Говард заметил ее у бассейна — она склонилась рядом с Эрскайном, и оба говорили с Леви, который держался за бетонный край сильными, морщинистыми от воды руками. Они смеялись. Говард почувствовал печаль. Кики не выманивала у него подробностей измены, и это удивляло его. Он восхищался умением жены держать свои чувства в узде, но понять ее он не мог. Сам бы Говард не успокоился, пока бы не выведал имя, не уяснил черты лица, не вник в хронику прикосновений. В половом отношении он всегда был страшно ревнив. Когда он встретил Кики, она дружила исключительно с мужчинами, вокруг нее их было море (так, во всяком случае, казалось Говарду), и чуть ли не все — бывшие любовники. Даже сейчас, тридцать лет спустя, от одного упоминания о них Говарда начинало трясти. Он сделал так, чтобы их пути с этими мужчинами не пересекались. Злыми шутками, угрозами и холодностью он распугал их всех, хотя Кики всегда говорила (и Говард всегда ей верил), что любовь она узнала, только познакомившись с ним.

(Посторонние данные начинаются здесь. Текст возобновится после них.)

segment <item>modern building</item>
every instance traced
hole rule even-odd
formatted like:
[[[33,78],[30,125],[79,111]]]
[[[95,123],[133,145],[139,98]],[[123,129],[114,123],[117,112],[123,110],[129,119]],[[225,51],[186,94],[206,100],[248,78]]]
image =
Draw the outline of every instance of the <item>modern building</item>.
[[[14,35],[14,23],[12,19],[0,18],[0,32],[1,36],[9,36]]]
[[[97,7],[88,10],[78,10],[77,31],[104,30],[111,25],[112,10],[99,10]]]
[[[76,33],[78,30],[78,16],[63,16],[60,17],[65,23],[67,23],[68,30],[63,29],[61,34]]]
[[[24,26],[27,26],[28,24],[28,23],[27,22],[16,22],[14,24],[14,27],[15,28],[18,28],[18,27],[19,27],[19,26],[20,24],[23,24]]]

Говард накрыл свой стакан ладонью, отказываясь от вина, которое предлагала ему Моник.
— Как дела, Моник? Вы не видели Зору?
— Зору?
— Да, Зору.
— Нет, давно не видела.
— Все хорошо? Вина и прочего хватает?
— Еще как хватает. Даже слишком.
Через пару минут, у дверей кухни, Говард увидел свою неизящную дочь — она стояла как вкопанная рядом с троицей студентов-философов, и он поспешил к ней, чтобы ввести ее в их круг. По крайней мере, это было ему по силам. Отец и дочь прильнули друг к другу: в Говарде бродил алкоголь, и ему хотелось сказать ей что-нибудь теплое, но Зоре было не до того. Она внимала философской беседе.
— Этот белый подавал большие надежды.
— Да уж, метил он высоко.
— На кафедре его чуть ли не на руках носили. В двадцать два, что ли, года…
— Может, это-то его и погубило.
— Да-да, наверняка.
— Ему предложили место на Родосе, но он отказался.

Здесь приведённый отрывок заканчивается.